È interessante notare che sulla base del dolore auto-riferito e dei sintomi del trauma, il gruppo dei sintomi medi era in gran parte simile al gruppo dei sintomi bassi. Tuttavia, il gruppo dei sintomi medi ha mostrato differenze in determinati segni della connettività cerebrale, il che ha suggerito che erano più bravi a concentrarsi su altre cose quando provavano dolore, riducendone l’impatto.
“Nonostante il fatto che la maggior parte dei soggetti all’interno di ciascun sottogruppo avesse una diagnosi concomitante di dolore e trauma, le loro connessioni cerebrali differivano“, ha dichiarato Strigo.
“In altre parole, nonostante le somiglianze demografiche e diagnostiche, abbiamo trovato gruppi neurobiologicamente distinti con meccanismi diversi per la gestione del dolore e dei traumi. I sottogruppi basati sulla neurobiologia possono fornire informazioni su come questi individui risponderanno alla stimolazione cerebrale e ai trattamenti psicofarmacologici“, ha concluso lo scienziato.
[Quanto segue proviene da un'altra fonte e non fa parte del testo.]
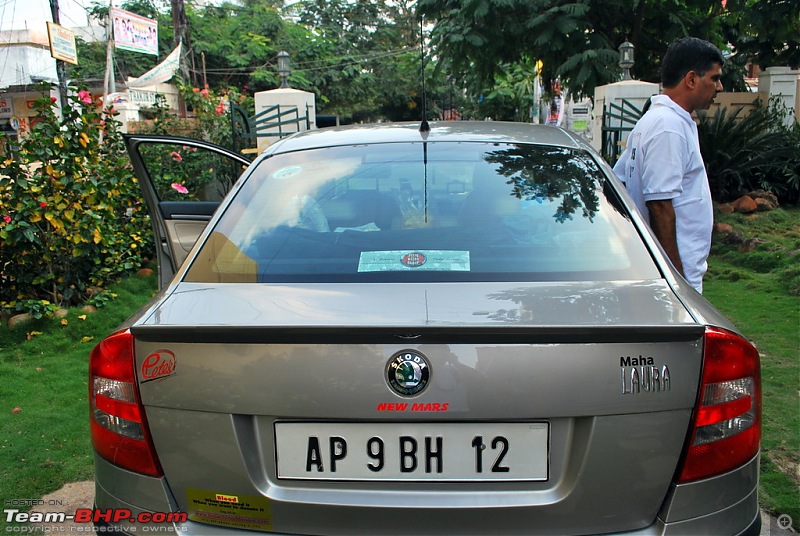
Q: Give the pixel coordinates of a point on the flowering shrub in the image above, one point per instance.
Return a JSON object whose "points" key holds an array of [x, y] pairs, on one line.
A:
{"points": [[70, 216]]}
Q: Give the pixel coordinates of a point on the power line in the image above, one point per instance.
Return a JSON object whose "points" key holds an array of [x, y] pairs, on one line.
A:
{"points": [[354, 60]]}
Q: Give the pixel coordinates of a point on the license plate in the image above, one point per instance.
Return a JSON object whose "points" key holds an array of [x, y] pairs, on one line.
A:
{"points": [[413, 451]]}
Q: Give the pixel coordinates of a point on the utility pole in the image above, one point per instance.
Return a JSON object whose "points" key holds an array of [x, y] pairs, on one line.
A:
{"points": [[61, 68], [180, 26], [180, 32]]}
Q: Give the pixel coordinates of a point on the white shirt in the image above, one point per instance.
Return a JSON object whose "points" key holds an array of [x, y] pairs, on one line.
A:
{"points": [[662, 160]]}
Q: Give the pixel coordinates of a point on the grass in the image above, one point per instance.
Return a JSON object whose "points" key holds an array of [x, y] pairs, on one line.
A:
{"points": [[46, 443], [758, 290], [44, 413]]}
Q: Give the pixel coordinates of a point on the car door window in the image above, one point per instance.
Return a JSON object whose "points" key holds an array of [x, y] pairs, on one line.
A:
{"points": [[183, 182]]}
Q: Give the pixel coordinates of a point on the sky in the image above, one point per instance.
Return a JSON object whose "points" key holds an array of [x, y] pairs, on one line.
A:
{"points": [[22, 14]]}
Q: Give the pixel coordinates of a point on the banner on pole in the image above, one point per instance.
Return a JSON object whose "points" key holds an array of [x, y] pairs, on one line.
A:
{"points": [[62, 43], [134, 32], [160, 73]]}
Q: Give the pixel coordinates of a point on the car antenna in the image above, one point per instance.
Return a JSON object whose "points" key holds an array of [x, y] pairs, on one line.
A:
{"points": [[424, 127]]}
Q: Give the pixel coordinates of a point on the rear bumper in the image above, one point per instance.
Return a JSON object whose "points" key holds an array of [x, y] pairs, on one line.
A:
{"points": [[727, 504]]}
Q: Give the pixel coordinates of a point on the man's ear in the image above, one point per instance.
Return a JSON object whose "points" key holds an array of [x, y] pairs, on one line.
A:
{"points": [[691, 79]]}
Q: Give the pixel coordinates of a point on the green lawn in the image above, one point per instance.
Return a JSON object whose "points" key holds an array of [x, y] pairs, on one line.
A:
{"points": [[758, 290], [44, 413], [44, 432]]}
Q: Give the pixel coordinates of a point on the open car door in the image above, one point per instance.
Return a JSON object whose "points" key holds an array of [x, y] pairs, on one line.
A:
{"points": [[183, 181]]}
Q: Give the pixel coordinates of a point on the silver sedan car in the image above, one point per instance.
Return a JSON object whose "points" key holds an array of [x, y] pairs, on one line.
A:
{"points": [[387, 330]]}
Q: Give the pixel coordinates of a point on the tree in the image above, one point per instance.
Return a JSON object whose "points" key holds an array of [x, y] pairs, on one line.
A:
{"points": [[576, 40], [768, 31]]}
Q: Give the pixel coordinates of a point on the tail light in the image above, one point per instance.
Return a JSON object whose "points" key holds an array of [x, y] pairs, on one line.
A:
{"points": [[118, 425], [726, 431]]}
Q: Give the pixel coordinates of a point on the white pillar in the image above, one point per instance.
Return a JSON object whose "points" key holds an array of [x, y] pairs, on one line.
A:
{"points": [[781, 82]]}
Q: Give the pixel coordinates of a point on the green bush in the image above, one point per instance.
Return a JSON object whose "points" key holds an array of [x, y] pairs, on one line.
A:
{"points": [[71, 219], [757, 151]]}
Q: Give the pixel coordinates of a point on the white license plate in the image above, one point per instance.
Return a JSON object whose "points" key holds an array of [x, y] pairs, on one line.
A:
{"points": [[412, 451]]}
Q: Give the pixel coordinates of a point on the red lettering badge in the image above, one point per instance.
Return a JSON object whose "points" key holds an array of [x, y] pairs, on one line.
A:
{"points": [[158, 365]]}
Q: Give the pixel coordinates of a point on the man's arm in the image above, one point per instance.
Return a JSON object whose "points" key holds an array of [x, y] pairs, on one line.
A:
{"points": [[662, 222]]}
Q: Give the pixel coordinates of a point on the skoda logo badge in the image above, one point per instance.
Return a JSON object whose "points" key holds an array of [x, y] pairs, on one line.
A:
{"points": [[408, 372]]}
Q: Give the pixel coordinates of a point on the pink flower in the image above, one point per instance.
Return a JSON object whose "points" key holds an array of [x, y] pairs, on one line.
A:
{"points": [[180, 188]]}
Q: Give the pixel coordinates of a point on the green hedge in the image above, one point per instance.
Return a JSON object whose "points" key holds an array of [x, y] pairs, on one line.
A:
{"points": [[756, 151], [71, 219]]}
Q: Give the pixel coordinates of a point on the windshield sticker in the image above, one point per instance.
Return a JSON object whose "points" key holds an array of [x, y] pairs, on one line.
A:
{"points": [[236, 511], [425, 260], [285, 173]]}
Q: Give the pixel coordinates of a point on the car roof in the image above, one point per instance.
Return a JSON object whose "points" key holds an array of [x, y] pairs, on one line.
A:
{"points": [[450, 131]]}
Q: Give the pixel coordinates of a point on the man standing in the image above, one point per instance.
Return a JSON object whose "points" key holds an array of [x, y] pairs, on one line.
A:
{"points": [[662, 167]]}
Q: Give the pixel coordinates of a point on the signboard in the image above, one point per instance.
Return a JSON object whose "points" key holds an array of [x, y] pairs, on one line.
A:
{"points": [[134, 32], [6, 108], [62, 43]]}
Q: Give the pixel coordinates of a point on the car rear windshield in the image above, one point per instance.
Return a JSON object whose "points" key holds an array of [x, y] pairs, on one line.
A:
{"points": [[424, 212]]}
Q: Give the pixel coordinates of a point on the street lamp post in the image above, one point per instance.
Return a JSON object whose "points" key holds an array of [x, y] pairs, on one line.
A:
{"points": [[284, 68], [626, 59]]}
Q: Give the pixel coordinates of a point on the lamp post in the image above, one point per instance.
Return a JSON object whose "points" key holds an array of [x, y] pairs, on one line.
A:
{"points": [[626, 59], [284, 68]]}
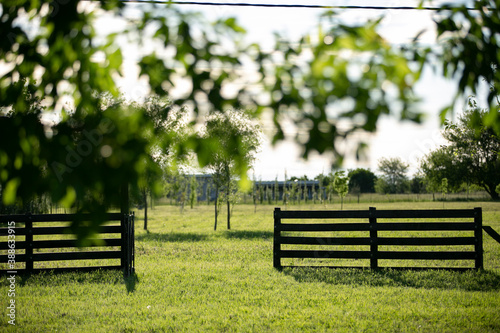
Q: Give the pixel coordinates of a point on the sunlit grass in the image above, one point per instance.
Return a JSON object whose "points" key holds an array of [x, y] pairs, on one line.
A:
{"points": [[190, 278]]}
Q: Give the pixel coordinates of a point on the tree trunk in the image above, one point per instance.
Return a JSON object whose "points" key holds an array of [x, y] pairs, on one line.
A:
{"points": [[145, 199], [216, 199]]}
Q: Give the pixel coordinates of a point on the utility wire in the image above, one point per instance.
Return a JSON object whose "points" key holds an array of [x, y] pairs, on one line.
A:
{"points": [[276, 5]]}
Ad oggi, il gruppo di studiosi non sa se i segni distintivi neurali che hanno trovato rappresentino una vulnerabilità al trauma e al dolore o una conseguenza di queste condizioni. Tuttavia, la tecnica è interessante, in quanto fornisce un segno distintivo oggettivo e imparziale di suscettibilità o resilienza al dolore e al trauma. Non si basa su misure soggettive come i sondaggi. In effetti, le misurazioni soggettive del dolore in questo studio non distinguerebbero tra i gruppi bassi e medi.
Le tecniche che utilizzano misure oggettive, come la connettività cerebrale, sembrano più sensibili e potrebbero fornire un quadro generale più chiaro della resilienza o della suscettibilità di qualcuno al dolore e al trauma, nella fattispecie dei veterani di guerra con dolore cronico che prestandosi allo studio, permettendo così di dare la possibilità di sviluppare un trattamento personalizzato e aprire la strada a nuove terapie.